Cstructs

misterfish · 1 April 2021 13:29

As part of the message router design, some structures are specified as ‘Cstructs’, which are basically a way of tightly packing bytes together with the layout of a ‘struct’ in C, but in OCaml.

My concern is that it’s not the right time in the project to introduce them: they break type safety, introduce run-time errors and require a lot of mental effort to properly use. Thoughts?
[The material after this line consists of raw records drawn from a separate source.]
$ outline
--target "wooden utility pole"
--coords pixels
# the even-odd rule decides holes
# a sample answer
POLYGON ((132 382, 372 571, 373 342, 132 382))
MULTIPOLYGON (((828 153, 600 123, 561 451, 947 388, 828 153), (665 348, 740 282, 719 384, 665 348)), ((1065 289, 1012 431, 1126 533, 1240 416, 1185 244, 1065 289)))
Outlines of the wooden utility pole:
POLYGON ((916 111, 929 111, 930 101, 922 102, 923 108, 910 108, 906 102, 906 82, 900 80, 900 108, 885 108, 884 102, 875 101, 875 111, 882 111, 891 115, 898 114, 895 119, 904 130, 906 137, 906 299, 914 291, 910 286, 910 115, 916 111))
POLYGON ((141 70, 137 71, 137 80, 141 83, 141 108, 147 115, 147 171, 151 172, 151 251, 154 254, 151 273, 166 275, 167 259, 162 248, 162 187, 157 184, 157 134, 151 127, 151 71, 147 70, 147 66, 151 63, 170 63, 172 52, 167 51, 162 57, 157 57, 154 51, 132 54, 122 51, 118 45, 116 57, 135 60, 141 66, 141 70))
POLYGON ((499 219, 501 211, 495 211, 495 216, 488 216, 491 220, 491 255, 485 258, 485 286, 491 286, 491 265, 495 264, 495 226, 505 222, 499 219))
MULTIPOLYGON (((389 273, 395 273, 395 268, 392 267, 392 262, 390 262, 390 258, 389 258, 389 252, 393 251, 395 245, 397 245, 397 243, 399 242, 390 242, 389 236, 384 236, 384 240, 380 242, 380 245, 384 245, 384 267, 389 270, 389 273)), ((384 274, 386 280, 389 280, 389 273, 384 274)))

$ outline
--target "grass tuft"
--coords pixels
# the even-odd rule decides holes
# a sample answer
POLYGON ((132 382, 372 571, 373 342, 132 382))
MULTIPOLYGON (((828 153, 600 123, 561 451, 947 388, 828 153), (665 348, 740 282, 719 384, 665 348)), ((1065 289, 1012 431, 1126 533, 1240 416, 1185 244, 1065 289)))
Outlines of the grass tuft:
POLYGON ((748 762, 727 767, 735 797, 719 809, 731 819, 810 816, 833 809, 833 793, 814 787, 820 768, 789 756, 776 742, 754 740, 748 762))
And, can what I’ve written below be improved?

Specifically:

Given this specification from the doc:

typedef uint8_t Curve25519PubKey[32];
typedef uint8_t EdDSASig[64];
typedef uint8_t Blake3Hash[32];

enum MessageType {
  UNICAST = 0,
  MULTICAST = 1,
  CBOR = 2
};

struct MessageHeader {
  uint16_t size;
  uint16_t type;
};

struct UnicastMessage {
  struct MessageHeader header;
  uint32_t flags;
  uint32_t ttl;
  Curve25519Pubkey source;
  Curve25519Pubkey destination;
  Curve25519Pubkey via;
  EdDSASig signature;
};

struct MulticastMessage {
  struct MessageHeader header;
  uint32_t flags;
  uint32_t ttl;
  Blake3Hash seen[4];
  Curve25519PubKey group;
  Curve25519PubKey via;
  EdDSASig signature;
};

this is how I got it working using OCaml’s Cstructs. (Note, skipping the enum for now).

  [%%cstruct
  type unicast_message = {
    message_header_size: uint16_t;
    message_header_type: uint16_t;
    flags: uint32_t;
    ttl: uint32_t;
    source: uint8_t [@len 32];        (* Curve25519Pubkey *)
    destination: uint8_t [@len 32];   (* Curve25519Pubkey *)
    via: uint8_t [@len 32];           (* Curve25519Pubkey *)
    signature: uint8_t [@len 64];     (* EdDSASig *)
  } [@@big_endian]]
  
  [%%cstruct
  type multicast_message = {
    message_header_size: uint16_t;
    message_header_type: uint16_t;
    flags: uint32_t;
    ttl: uint32_t;
    seen: uint8_t [@len 128];         (* Blake3Hash[4] *)
    group: uint8_t [@len 32];         (* Curve25519Pubkey *)
    via: uint8_t [@len 32];           (* Curve25519Pubkey *)
    signature: uint8_t [@len 64];     (* EdDSASig *)
  } [@@big_endian]]

It seems that:

You can’t embed a struct (like message_header) inside another one (unicast_message / multicase_message), leading to repetition.
You can’t create custom types (like curve_25519_pubkey) and use them in a struct, so you have to write it out each time as an array of integers.
Multidimensional arrays like seen are even trickier (128 uint8s, in this case)

tg-x · 1 April 2021 15:48

Thanks for looking into this.

Reasons to use a cstruct header (most low-level internet protocols work this way):

provides framing in stream-oriented protocols like tcp, specifying the exact length of the message: the message size header includes the size of the header itself + the size of payload that directly follows the header
it’s simple and fast to parse in most languages (zero-copy)
if there’s a single header field that needs to be adjusted, it can be updated without re-serialization of the whole data structure

CBOR have its advantages as well, it may be easier to deal with one kind of serialization in applications, and can provide an easier way of interacting with the data, though possibly with some lost performance.
In any case it’s worth considering how a purely CBOR protocol would look like.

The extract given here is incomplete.